Well, I watched, and was appalled.
This show illustrates a lot of what is wrong with our society; reaching your goals requires doing whatever it takes, which translates to:
-- if your cleavage isn't sufficiently enhanced, then show your ass;
-- don't bother being straightforward and honest about your intentions, that's a waste of time.
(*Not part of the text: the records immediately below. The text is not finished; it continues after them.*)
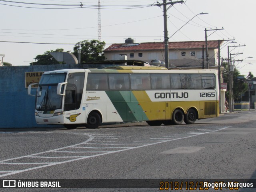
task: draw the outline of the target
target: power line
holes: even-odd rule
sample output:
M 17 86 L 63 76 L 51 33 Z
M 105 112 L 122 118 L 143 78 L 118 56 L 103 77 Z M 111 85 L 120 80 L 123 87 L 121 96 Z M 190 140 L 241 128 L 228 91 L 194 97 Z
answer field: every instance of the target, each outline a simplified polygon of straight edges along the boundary
M 7 1 L 5 0 L 0 0 L 0 2 L 5 2 L 7 3 L 14 3 L 18 4 L 25 4 L 29 5 L 33 5 L 37 6 L 77 6 L 78 7 L 76 8 L 40 8 L 40 7 L 28 7 L 25 6 L 20 6 L 14 5 L 10 5 L 4 4 L 0 4 L 18 7 L 22 7 L 25 8 L 36 8 L 36 9 L 73 9 L 73 8 L 91 8 L 91 9 L 98 9 L 98 5 L 90 5 L 90 4 L 83 4 L 82 2 L 80 2 L 80 4 L 42 4 L 42 3 L 27 3 L 24 2 L 15 2 L 12 1 Z M 143 8 L 145 7 L 151 7 L 150 4 L 144 4 L 144 5 L 103 5 L 101 6 L 101 8 L 103 9 L 136 9 L 139 8 Z
M 18 41 L 0 41 L 0 42 L 3 42 L 5 43 L 27 43 L 27 44 L 52 44 L 52 45 L 78 45 L 81 44 L 78 43 L 40 43 L 40 42 L 18 42 Z M 103 44 L 99 43 L 98 44 L 104 44 L 106 45 L 111 45 L 112 44 Z M 90 45 L 90 43 L 83 44 L 88 44 Z
M 154 19 L 155 18 L 157 18 L 158 17 L 162 17 L 162 16 L 157 16 L 156 17 L 152 17 L 150 18 L 148 18 L 147 19 L 142 19 L 140 20 L 137 20 L 136 21 L 130 21 L 130 22 L 126 22 L 126 23 L 118 23 L 118 24 L 111 24 L 111 25 L 105 25 L 105 26 L 102 26 L 102 27 L 108 27 L 110 26 L 116 26 L 116 25 L 122 25 L 124 24 L 127 24 L 128 23 L 134 23 L 135 22 L 138 22 L 140 21 L 145 21 L 146 20 L 148 20 L 149 19 Z M 0 29 L 0 30 L 22 30 L 22 31 L 54 31 L 54 30 L 77 30 L 77 29 L 89 29 L 89 28 L 96 28 L 96 27 L 98 27 L 97 26 L 96 27 L 84 27 L 84 28 L 70 28 L 70 29 L 38 29 L 38 30 L 27 30 L 27 29 Z

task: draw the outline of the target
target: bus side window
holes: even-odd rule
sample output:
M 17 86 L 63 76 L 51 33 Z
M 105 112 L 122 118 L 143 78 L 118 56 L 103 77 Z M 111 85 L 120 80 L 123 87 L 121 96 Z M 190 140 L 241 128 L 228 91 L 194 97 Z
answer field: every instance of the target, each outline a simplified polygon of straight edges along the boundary
M 108 82 L 110 89 L 130 89 L 130 81 L 128 74 L 109 74 Z
M 172 89 L 182 88 L 180 74 L 171 74 L 171 85 Z
M 131 89 L 132 90 L 151 89 L 149 74 L 132 74 L 130 79 Z
M 170 81 L 168 74 L 151 74 L 152 89 L 170 89 Z
M 215 76 L 213 74 L 202 74 L 202 83 L 203 89 L 215 88 Z
M 107 74 L 88 73 L 86 90 L 106 90 L 108 88 Z

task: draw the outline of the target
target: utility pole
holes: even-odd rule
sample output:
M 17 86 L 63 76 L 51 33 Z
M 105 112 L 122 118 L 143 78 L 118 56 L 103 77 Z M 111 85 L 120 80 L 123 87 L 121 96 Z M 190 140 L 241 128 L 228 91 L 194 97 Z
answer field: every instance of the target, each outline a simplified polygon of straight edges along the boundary
M 206 69 L 209 69 L 210 65 L 209 64 L 209 55 L 208 55 L 208 44 L 207 43 L 207 37 L 211 35 L 213 33 L 216 32 L 217 30 L 222 30 L 224 29 L 223 28 L 222 29 L 208 29 L 207 30 L 206 28 L 204 29 L 204 33 L 205 34 L 205 54 L 206 55 Z M 207 31 L 215 31 L 207 36 Z
M 245 46 L 244 45 L 238 45 L 235 46 L 228 46 L 228 102 L 229 104 L 229 112 L 232 112 L 234 111 L 234 100 L 233 98 L 233 73 L 234 70 L 230 70 L 230 66 L 231 65 L 231 54 L 229 53 L 230 47 L 238 47 Z M 239 61 L 240 60 L 237 60 L 235 61 Z
M 168 29 L 167 27 L 167 10 L 170 8 L 176 3 L 183 3 L 183 1 L 177 1 L 174 2 L 169 2 L 166 3 L 166 0 L 163 0 L 163 3 L 159 3 L 157 2 L 157 3 L 152 6 L 157 6 L 160 7 L 163 6 L 164 8 L 164 62 L 165 62 L 165 67 L 167 69 L 170 68 L 170 64 L 169 64 L 169 38 L 168 37 Z M 166 8 L 166 5 L 171 5 L 168 8 Z
M 98 40 L 101 42 L 101 19 L 100 16 L 100 0 L 98 2 Z
M 221 113 L 222 108 L 222 106 L 223 105 L 221 104 L 222 101 L 221 99 L 221 89 L 220 89 L 220 84 L 221 83 L 220 81 L 220 78 L 221 77 L 221 71 L 220 70 L 220 69 L 221 68 L 221 64 L 222 63 L 222 62 L 221 63 L 220 63 L 220 41 L 221 40 L 221 41 L 233 41 L 234 40 L 234 39 L 231 39 L 231 40 L 229 39 L 228 40 L 218 40 L 218 81 L 219 81 L 219 108 L 220 114 Z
Lie like hell and get the money in the bank;
-- screw your partner before he screws you (isn't this essentially the premise we followed in Iraq, BTW);
-- be sure and be conspicuous in enjoying the spoils of the victory.
You see, I knew some of these kinds of shysters and thieves personally.
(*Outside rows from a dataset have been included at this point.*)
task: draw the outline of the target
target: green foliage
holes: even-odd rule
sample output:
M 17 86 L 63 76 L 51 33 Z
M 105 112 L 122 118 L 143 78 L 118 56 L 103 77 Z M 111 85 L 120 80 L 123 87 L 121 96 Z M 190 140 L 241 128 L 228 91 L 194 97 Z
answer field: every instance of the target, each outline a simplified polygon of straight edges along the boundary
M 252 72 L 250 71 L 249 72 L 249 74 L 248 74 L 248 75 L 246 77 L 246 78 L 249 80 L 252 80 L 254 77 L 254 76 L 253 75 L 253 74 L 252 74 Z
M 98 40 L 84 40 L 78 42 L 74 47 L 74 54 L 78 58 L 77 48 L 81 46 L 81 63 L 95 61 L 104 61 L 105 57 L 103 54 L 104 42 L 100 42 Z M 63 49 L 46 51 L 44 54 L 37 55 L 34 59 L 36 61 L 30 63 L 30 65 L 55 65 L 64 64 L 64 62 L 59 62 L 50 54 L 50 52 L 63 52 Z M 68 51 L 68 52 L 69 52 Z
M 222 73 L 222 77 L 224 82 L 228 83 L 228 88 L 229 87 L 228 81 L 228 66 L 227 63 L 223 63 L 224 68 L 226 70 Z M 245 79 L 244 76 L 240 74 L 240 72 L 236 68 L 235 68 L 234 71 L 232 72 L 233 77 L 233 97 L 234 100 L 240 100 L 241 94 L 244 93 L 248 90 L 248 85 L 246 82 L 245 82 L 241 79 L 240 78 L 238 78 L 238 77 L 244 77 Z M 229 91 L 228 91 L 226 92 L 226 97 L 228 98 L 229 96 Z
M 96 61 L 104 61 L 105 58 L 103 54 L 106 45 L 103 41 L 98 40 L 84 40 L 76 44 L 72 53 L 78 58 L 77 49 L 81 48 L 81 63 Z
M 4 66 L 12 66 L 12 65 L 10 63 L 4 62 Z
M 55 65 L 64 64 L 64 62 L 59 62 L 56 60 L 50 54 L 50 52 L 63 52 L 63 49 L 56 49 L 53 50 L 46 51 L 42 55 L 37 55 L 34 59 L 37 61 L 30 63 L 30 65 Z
They worked for a local company you may have heard of: Enron.
Here's a take from USA Today:
The women's strategy was to boost Planet Hollywood alcohol sales by any means possible, including getting sauced with the customers. They increased total revenue 31%. The men increased revenue 7%, never thinking to assign one of their own at the bar.
The men focused on hawking Planet Hollywood merchandise and had Kwame Jackson autographing basketballs. Customers weren't lied to, but the implication was that Jackson came out of the NBA, not out of Harvard with an MBA.
The real victor may have been Planet Hollywood International, which managed not to let the contestants drive it into its third Chapter 11 filing in five years.
If reality were like The Apprentice, the actual manager of Planet Hollywood would be an attractive woman. Instead, it's Roland Rutjens, who told USA TODAY that Planet Hollywood often has actors and musicians sign merchandise. But he says he would never allow an employee to mislead customers.
"Maybe that's why (Planet Hollywood) isn't doing better,"
Trump said in an interview Thursday.
Rutjens says the cameras and lights of the TV crew made Jackson a believable celebrity. Duped 12-year-olds may have the last laugh, assuming his autograph is worth something on eBay.
Rutjens says the men came up with solid ideas for running a restaurant, such as offering motivational incentives to the staff. But the task seemed to rely far more on salesmanship than on leadership. The men could not overcome the appeal of women pushing shots, Rutjens says.
The women called themselves the "Planet Hollywood Shooter Girls," which they said was modeled after Hooters waitresses. Drinking with customers is a "no-no, a terminable offense" in the real world, Rutjens says, and the restaurant would face a lawsuit if a customer was sold too many shots only to get run over by a taxi.